# Playing 4K on a Mac (video is slow)



## duarted (Nov 16, 2014)

Hi,

I know this section is for DSLR video but I got a question about the videos of my GoPro Hero 4 Black

When I try to play the 4K videos on my Macbook Pro they are slow and "break", they don't play smooth like an 1080p video would play. I don't have a 4K display, is that the reason?

I have a Macbook Pro 15", 2 Ghz Intel Core i7, 16 GB Ram, 250GB SSD, OSX Mavericks, Intel HD Graphics 3000 512 MB + AMD Radeon HD 6490M 256MB

Thanks!


----------



## runnah (Nov 16, 2014)

What are you trying to play it with?

4k take a lot of grunt to play. I'd check to make sure all your codecs are updated. Try playing it through the gopro program.


----------



## duarted (Nov 16, 2014)

I'm trying with Quicktime player, VLC player (Version 2.2.0-pre3) and MPEG Streamclip

I dont have the GoPro Studio but that's to edit the video right? I just want to play it.
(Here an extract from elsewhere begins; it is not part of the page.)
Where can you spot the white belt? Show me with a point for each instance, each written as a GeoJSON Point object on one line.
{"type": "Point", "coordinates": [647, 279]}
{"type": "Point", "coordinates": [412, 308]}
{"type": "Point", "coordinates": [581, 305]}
How can I check my codecs?


----------



## runnah (Nov 16, 2014)

vLC would be your best bet.

Yeah the software is for editin but you can at least view it.


----------



## Light Guru (Nov 16, 2014)

A quick search of gopros support website brings up this. 
Minimum System Requirements for 4K Editing and Playback

Most likely your graphics card is just not up the the job.


----------



## duarted (Nov 17, 2014)

Thanks for the link

I'm going to try with GoPro Studio, if I'm able to play it there it means the computer is okay to play 4K files and that it might be a codec problem with VLC and the other players. 

I'll let you know


----------



## duarted (Nov 17, 2014)

Ok I tried with GoPro Studio and it's still slow playing the 4K movies, even after converting them to be more "edit friendly".


----------



## runnah (Nov 17, 2014)

Sounds like you don't have enough horsepower to run them.


----------



## duarted (Nov 17, 2014)

yeah that's what it seems... anyway 1080p is still pretty good and I'm sure it will still be used for a long time


----------



## bvjgcigh (Nov 17, 2014)

On my gaming laptop, you can actually see how much the rendering slows down when it encounters 4k footage.


----------